The adult Wood Thrush is 18 to 21.5 cm (7.1 to 8.5 in) long, with a wingspan of 30 to 40 cm (12 to 16 in) and a body mass of 48 to 72 g. It is slightly smaller than the common American robin. The crown, nape, and upper back of this bird are cinnamon-brown, while the back wings, and tail are a slightly duller brown. The breast and belly are white with large dark brown spots on the breast, sides, and flanks. It has white eye rings and pink legs. Other brownish thrushes have finer spotting on the breast. Both sexes are similar.


Habitat and Distribution

The Wood Thrush's breeding range extends from Manitoba, Ontario and Nova Scotia in southern Canada to northern Florida and from the Atlantic coast to the Missouri River and the eastern Great Plains. It migrates at night, usually to southern Mexico through to Panama in Central America in the winter, mostly in the lowlands along the Atlantic and Pacific coasts. The bird prefers deciduous and mixed forests and moderately dense shrub layer.


Feeding

Soil invertebrates and larvae make up most of the diet. They also take fruits and occassionally, arboreal insects, snails, and small salamanders. The birds forage on the forest floor, flipping leaves with their bills.


Breeding

The breeding season is from mid-April to early-May.
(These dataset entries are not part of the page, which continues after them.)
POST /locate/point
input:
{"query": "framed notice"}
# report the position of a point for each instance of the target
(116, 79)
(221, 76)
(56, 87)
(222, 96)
The nest is usually sited in a dense patch of vegetation in a tree or shrub. It is usually made of dead grasses, stems, and leaves, and lined with mud, and placed in a fork at a horizontal branch. Two to four pale blue eggs are laid at the rate of one per day. The female incubates for 11 to 14 days. The chicks fledge 12 to 15 days after hatching.


Calls and Songs

The males sing two notes at once, which gives its song an ethereal, flute-like quality. The bird also has a nocturnal flight call which is an emphatic buzzing heeh. They also use a bup, bup, bup phrase or tut, tut as a call.